I Have a Dream, by Dr. Martin Luther King, Jr.and paintings by Kadir Nelson. Schwartz & Wade, Random House. 2012. $21.99 all ages

"I say to you today, my
friends, that even though
we face the difficulties of
today and tomorrow,
I still have a dream.
It is a dream deeply rooted
in the American dream.
I have a dream that one day
on the red hills of Georgia,
the sons of former slaves..."

Kadir Nelson says that he was honored to be asked to create paintings to accompany a new book to celebrate the 50th anniversary of Dr. King's I Have a Dream speech. It is a speech of great significance in the history of the United States during the 20th century, and one whose words ring as clear and strong today as it did then. I am listening to a recording of the entire speech from a CD that is part of this beautiful book as I write this post.

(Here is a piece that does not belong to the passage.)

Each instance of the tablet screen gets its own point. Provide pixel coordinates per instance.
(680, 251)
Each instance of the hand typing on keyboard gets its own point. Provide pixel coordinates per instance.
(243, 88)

The text to be portrayed was carefully chosen, and begins with the closing paragraphs of the speech delivered at the Lincoln Memorial in Washington, D.C. on August 28, 1963. Mr. Nelson visited the site in order to set his images in history and show his readers what Dr. King was seeing as he spoke to the crowd gathered on the mall in front of the memorial. And, as he looks out on the people who have assembled to hear him speak, he is backdropped by President Lincoln in watchful repose. It is an apt portrait.

His four children have pride of place in a double page spread, accompanied by these words:

"I have a dream that my four little
children will one day live in a nation
where they will not be judged by
color of their skin but by the content
of their character."

His portraits inspire awe. The adults and children hold pride of place on backgrounds that allow attention to be given only to them. Glorious panels stretch across two double page spreads  showing those places across the United States where he wants freedom to ring...from the hilltops of New Hampshire to the hills and molehills of Mississippi. A stunning portrait of Dr. King stands out on a black background as he passionately shares his dream. The book ends with white doves of peace rising 'free at last' into a brilliant blue sky. Perfect!

The full text of the speech is appended.